Another scenario that throws people for a loop is the case where they restore a database to a different server – say, restore a production database to an "identical" test server – and they get different performance characteristics or different plans for the same query (no quotes this time – I'm really talking about truly identical queries).

Are the servers truly "identical"?

http://www.flickr.com/photos/oskay/265900118These guys may look similar, but they're not quite identical.
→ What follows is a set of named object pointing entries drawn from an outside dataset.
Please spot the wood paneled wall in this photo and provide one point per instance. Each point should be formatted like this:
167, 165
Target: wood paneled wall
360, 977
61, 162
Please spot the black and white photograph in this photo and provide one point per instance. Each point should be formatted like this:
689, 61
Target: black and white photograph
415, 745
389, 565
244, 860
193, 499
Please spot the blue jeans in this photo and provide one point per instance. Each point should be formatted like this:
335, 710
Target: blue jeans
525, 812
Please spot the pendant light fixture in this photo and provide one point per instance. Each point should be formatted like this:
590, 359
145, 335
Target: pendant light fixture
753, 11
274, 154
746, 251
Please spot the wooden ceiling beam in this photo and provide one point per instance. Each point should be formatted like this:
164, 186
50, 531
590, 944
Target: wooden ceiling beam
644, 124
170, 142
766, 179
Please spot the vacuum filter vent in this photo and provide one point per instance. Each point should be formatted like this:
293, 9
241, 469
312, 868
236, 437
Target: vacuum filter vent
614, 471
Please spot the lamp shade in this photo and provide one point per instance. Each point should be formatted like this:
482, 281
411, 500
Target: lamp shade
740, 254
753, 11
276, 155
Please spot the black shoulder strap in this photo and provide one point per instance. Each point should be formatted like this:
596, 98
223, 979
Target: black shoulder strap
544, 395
If you come across this scenario, the first thing you need to ask yourself is whether these two servers really are identical. Some things to check:

  • Version – Many optimizer and query behavior changes are pushed through service packs and cumulative updates. Often I have seen people say, "Well, they're both 2008!" – when, in fact, one was 2008 and the other was 2008 R2, or they were at different service packs or even cumulative update levels. Since a lot of people reading @@VERSION mistake the operating system service pack information for the SQL Server service pack information, I would say the following is better:

      SELECT SERVERPROPERTY(N'ProductVersion');

    I can't stress enough the importance of using the exact same version to perform true, apples-to-apples tests. If you're using SQL Server 2012 or better, you can check our build posts (SQL Server 2012 | SQL Server 2014) to determine the service pack or cumulative update required to make sure the versions match.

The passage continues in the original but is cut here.